All this is further complicated on wards by:

  • Caring physically and therefore intimately touching patients
  • Patients’ states of mind
  • The use of physical interventions to control very disturbed patients
  • The power imbalance between patients and staff
  • Staff fears about touch being misinterpreted by patients or others, sometimes with even an anxiety about legal action
  • The high percentage of mental health patients, especially women, who have a history of physical and/or sexual abuse
  • Mixed sex staff and patient groups

 

On the one hand, in most cultures safe touch is a very acceptable, welcome part of social contact between people of the same gender and, to a lesser extent, between men and women. And for most UK communities, a gentle hand on hand or arm around the shoulder is more consoling than gentle words can be. This can be especially so for children, women and patients with dementia.

NMC guidelines are very clear that any touch which is sexually motivated is not allowed and is a disciplinary issue. It’s important to know what the NMC say: ‘Physical contact is an integral part of healing. Supportive physical gestures as part of a therapeutic caring relationship can be essential in helping a client or in providing reassurance. In advocating a policy of zero tolerance of abuse, the NMC continues to support appropriate physical contact as a therapeutic part of nursing and midwifery practice’ (Practitioner-client relationships and the prevention of abuse, 2002, by NMC)

Wanting to make a physical connection with a patient is usually motivated by warm, human, caring feelings. But people vary greatly in how they interpret, feel about and respond to others touching them, especially in a hospital situation where they’re probably feeling vulnerable, anxious, frustrated, uncertain and other unsettling emotions.

 

 

Q. 1 How do you feel about physical contact with patients during conversations?

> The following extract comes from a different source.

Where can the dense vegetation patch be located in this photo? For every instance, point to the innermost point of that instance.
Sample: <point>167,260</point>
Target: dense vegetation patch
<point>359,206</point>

  • Are you a person who tends to include physical touch when talking with others?
  • Can you think of a time when you had a strong response to someone in a position of trust touching you during a conversation? What did you feel?
  • Can you think of a time when you were surprised by how someone responded to you touching them during a conversation? Describe why they might have responded in this way.
  • What sorts of factors can help you know how an individual patient might respond to being touched during a conversation?